Handia cuenta la historia de Miguel Joaquín Eleizegi Arteaga, que vivió entre 1818 y 1861, y su hermano Martín. Ambos nacieron en un caserío aislado en la montaña gipuzkoana, en el seno de una familia rural en la que un estómago más que alimentar sólo dejaba de ser un problema si venía acompañado por unos brazos que trabajaran duro desgranando el maíz y arando la tierra. Martín fue reclutado por el bando carlista para luchar en la guerra contra los liberales isabelinos, hecho que determina su vida psicológica y físicamente, al perder la movilidad de su brazo derecho y quedar incapacitado para el trabajo. Al volver de la guerra, Martín se encuentra con que él no es el único que ha cambiado. Su hermano pequeño Joaquín tampoco es el mismo. Durante los años que ha estado ausente, Joaquín ha crecido hasta superar los dos metros veinte de estatura. Y no dejará de hacerlo hasta el día de su muerte. A partir de entonces, pues, ante las dificultades de subsistencia en el caserío debidas a los cambios físicos de ambos hermanos, Martín, con la ayuda de un empresario de espectáculos, comienza a hacer de manager de su hermano, a quien expone por los teatros de toda Europa. Joaquín sólo mantendrá su nombre de pila dentro del núcleo familiar. El resto del mundo lo conocerá desde entonces como “el gigante de Alzo”.
Más allá de la fábula que late tras esta historia real, cuya excepcionalidad habría sido suficiente para dedicarle un largometraje, Jon Garaño y Aitor Arregi llevan a cabo con maestría una película llena de sensibilidad, emoción y delicadeza, que les sirve para ahondar en lo que hay de universal en la vida de todo ser humano. Y esa dimensión humana universal no es otra que la necesidad de adaptación de las personas al cambio y la tensión que se crea por la imposibilidad de hacerlo. El cambio no se elige. Es imparable, sucede poco a poco, sin aparente agresividad, sin que uno se dé cuenta. Pero el cambio es también un deseo que choca frontalmente con la realidad.
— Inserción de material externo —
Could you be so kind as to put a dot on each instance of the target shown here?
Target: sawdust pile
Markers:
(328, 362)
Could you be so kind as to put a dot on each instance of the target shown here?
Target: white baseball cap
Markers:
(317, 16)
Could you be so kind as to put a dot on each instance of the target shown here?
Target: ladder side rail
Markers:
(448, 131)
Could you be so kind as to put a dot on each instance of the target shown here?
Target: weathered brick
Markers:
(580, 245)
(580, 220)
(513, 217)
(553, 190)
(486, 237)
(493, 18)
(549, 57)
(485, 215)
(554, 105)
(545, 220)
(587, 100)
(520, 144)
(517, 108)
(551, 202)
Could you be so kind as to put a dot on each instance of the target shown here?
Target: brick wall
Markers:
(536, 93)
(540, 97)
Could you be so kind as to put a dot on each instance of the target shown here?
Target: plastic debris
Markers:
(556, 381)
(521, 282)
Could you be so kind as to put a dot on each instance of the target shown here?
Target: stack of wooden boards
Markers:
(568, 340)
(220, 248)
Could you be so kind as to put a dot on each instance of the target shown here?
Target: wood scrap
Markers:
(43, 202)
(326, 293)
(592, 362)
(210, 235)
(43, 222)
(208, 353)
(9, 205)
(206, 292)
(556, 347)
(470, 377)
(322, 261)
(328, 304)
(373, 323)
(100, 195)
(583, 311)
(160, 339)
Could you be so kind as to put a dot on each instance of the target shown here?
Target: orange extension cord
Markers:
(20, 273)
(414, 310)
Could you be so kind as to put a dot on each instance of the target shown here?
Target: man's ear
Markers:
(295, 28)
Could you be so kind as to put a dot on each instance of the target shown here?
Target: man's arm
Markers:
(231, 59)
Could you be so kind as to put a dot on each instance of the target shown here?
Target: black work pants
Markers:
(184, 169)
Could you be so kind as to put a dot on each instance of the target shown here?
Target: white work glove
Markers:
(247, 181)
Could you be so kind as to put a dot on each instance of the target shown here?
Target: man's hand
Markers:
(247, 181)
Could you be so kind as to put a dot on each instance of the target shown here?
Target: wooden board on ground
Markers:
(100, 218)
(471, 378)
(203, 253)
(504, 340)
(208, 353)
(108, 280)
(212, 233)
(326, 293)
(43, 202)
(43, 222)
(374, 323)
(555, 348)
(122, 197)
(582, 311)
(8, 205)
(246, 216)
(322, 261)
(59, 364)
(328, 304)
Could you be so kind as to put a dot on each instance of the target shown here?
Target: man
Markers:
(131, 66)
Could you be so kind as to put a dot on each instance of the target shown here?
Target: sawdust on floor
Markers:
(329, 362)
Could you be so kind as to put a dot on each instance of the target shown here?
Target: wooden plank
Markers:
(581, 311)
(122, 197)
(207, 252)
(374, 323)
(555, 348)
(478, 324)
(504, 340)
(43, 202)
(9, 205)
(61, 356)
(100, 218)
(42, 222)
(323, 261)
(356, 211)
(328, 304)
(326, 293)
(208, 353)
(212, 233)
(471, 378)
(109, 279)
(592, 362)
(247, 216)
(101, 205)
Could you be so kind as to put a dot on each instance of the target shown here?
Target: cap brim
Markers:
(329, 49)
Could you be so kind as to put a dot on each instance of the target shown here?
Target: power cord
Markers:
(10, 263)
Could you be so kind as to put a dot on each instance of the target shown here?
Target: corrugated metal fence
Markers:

Las vidas de Martín (Joseba Usabiaga) y Joaquín (Eneko Sagardoy) representan esa tensión entre el Antiguo Régimen y el liberal, esa inevitabilidad del cambio histórico que cada uno vive atrapado en su propia realidad inmutable. Joaquín reza angustiado cada noche para que sus huesos dejen de crecer. “Que pare, que pare”, grita, pero su cuerpo no deja de crecer. Él sólo quiere que las cosas se queden como están, volver a Alzo, comprar el caserío con su hermano y vivir como siempre lo ha hecho, en paz. Martín, por su parte, no crece por fuera, pero sus ambiciones se hacen más y más grandes. Su cuerpo lisiado, sin embargo, refleja la imposibilidad de realizarse y de escapar de un destino que siempre le hace volver al inicio. Martín abraza el cambio, desea salir del caserío, hacer dinero a través de su hermano para irse a las Américas. Pero no puede. Día tras día, en su cama, Martín le pide a su brazo derecho que se mueva, pero no le hace caso. Una vez más la realidad se impone y los deseos no son más que voluntad irrealizable. Por mucho que Joaquín rece, no dejará de crecer. Por mucho que Martín sueñe, no dejará de ser un campesino manco que utiliza a su hermano porque él no puede trabajar. Y ambos personajes se nos presentan atrapados, evidenciando, por un lado, una tensión entre ellos y, por otro, la tensión más angustiosa, si cabe, de cada uno dentro de sí. Ambos deben adaptarse al cambio, pero ninguno es capaz de hacerlo. Uno, porque no lo desea; el otro, porque, aunque lo desee, quizá hasta demasiado, no lo logra.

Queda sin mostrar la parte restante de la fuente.